Doch da gibt’s vor der Autobahnauffahrt einen komischen Stau. Einer will nicht
fahren. Meine Schwester und meine Mutter regen sich auf, unternehmen aber erst
mal nichts. Für mich ist klar: Hupen!!! Der muss doch unmissverständlich
wissen, dass wir da durchwollen! Aber offenbar ist man ja in der Schweiz etwas
zurückhaltender im Hupen…
Angekommen zuhause, war nach diesen neun Monaten noch vieles
sehr bekannt und gewohnt! Meine Familie wiederzusehen war, wie wenn ich nie
weggewesen wäre. Auch das Haus und die Umgebung war sehr vertraut. Klar, im
ersten Moment war es speziell, das Wasser direkt ab Hahn zu trinken ohne zu
filtern oder eine warme Dusche zu nehmen und fürs Haarewaschen dank dem grossen
Leitungsdruck nur drei Minuten aufzuwenden. Aber dies ist in der Schweiz so
normal, dass ich mich nach dieser neunmonatigen Schweiz-Pause aufgrund der
vorherigen dreihundertfünf Monate meines Lebens in diesem Haus innerhalb von nullkommafünf
Monaten sehr schnell wieder an diesen Luxus gewöhnt habe.
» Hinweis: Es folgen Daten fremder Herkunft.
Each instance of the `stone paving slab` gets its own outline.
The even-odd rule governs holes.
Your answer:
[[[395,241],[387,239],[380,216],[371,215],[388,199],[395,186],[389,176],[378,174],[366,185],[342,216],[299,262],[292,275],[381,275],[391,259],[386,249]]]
Leider. Manches
vergisst der Mensch schnell. Vieles nimmt er für selbstverständlich. Aber ich will
nicht vergessen! Und ich will nicht für selbstverständlich nehmen! Dankbarkeit und
Genügsamkeit heissen die Schlüssel dazu.
Um sieben Uhr abends hat mein Handy nur noch 20% Akku.
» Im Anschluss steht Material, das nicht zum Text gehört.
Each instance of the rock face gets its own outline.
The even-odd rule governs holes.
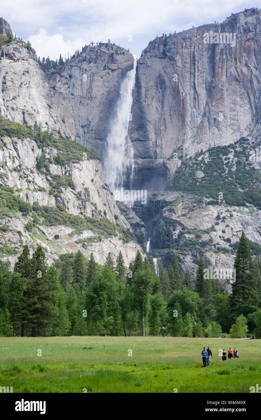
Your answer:
[[[121,214],[129,223],[135,237],[140,244],[144,246],[149,238],[144,222],[140,219],[131,207],[120,201],[117,202]]]
[[[232,246],[242,230],[251,241],[261,243],[261,210],[251,205],[209,205],[210,201],[181,192],[159,191],[146,206],[135,206],[148,231],[152,229],[150,252],[153,256],[159,253],[167,266],[175,252],[182,270],[188,268],[194,279],[201,256],[209,267],[232,269]]]
[[[78,56],[47,74],[71,136],[102,158],[120,84],[133,61],[112,44],[86,46]]]
[[[234,46],[223,37],[204,43],[211,31],[219,39],[235,34]],[[261,115],[261,50],[255,9],[149,43],[138,61],[132,110],[136,188],[149,187],[155,173],[171,176],[175,152],[186,158],[251,131]]]
[[[64,166],[50,165],[49,171],[47,173],[39,170],[37,157],[41,155],[45,159],[55,157],[57,151],[54,148],[39,149],[35,142],[30,139],[19,140],[4,137],[1,144],[1,183],[13,188],[24,201],[31,205],[37,202],[40,206],[57,206],[56,211],[58,213],[61,205],[68,214],[86,215],[97,220],[104,220],[106,216],[115,224],[113,226],[115,228],[117,223],[118,226],[132,232],[129,223],[121,215],[105,183],[100,160],[89,159],[78,163],[69,163]],[[57,179],[55,177],[59,176],[70,179],[74,187],[62,186],[60,193],[55,194],[54,181]],[[32,221],[32,217],[18,212],[1,217],[1,257],[6,259],[6,253],[8,252],[8,258],[13,264],[16,255],[26,243],[31,248],[39,244],[44,247],[50,262],[60,253],[76,252],[79,249],[87,257],[92,250],[96,260],[100,264],[104,263],[109,252],[116,260],[121,250],[126,265],[135,257],[138,249],[143,254],[140,246],[130,237],[128,240],[123,240],[120,228],[114,228],[114,233],[112,233],[104,230],[97,235],[90,225],[89,229],[77,233],[66,224],[48,226],[39,220],[37,227],[32,231],[28,231],[26,225]],[[55,235],[59,235],[57,239]]]
[[[36,121],[65,135],[69,130],[62,121],[60,108],[46,76],[34,55],[34,50],[14,41],[0,47],[0,115],[33,126]]]
[[[3,18],[0,18],[0,35],[3,35],[4,36],[5,36],[8,32],[10,32],[11,34],[12,33],[10,25]]]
Schnell noch aufladen, bevor es zu spät ist!!! Moment? Zu spät gibt’s ja gar
nicht! Erstens geht die Sonne nicht schon um 19.30 Uhr unter wie das ganze Jahr
in Guinea und zweitens auch wenn: das wäre sch**egal… wir haben ja vierundzwandzig
Stunden lang Strom und nicht Solarstrom, so dass wir Strom sparen müssten,
sobald die Sonne untergeht!
In den ersten zwei Tagen sass ich total sechs Mal hinter das
Autosteuer. Sechs Mal das gleiche Szenario: «Mensch! Was soll dieses
Scheiss-Piepsen?????? Ach ja genau!! Ich muss mich angurten…!» (Warum wir uns in Guinea nicht angegurtet haben? Gute
Frage! Weil es unbequem ist, wenn es so holpert vielleicht?). Beim siebten Mal
wars wieder drin. Weiterhin schlummerte in mir das Bedürfnis, wie in Guinea
durch die Gegend zu fahren und zu hupen. Kurve rechts – hupen – Kurve links –
hupen. Meine entgegenkommenden Verkehrsteilnehmer müssen doch wissen, dass ich
komme, dass sie Platz machen sollen und nicht auf die Idee kommen dürfen, die
zu Kurve schneiden. Obschon ich diesem Bedürfnis in unbewohntem Gebiet zwischen
Ried und Galmiz nachgab, hatte meine Schwester für solche Gefühlsausbrüche kein
Verständnis und schämte sich vor Fuchs und Hase.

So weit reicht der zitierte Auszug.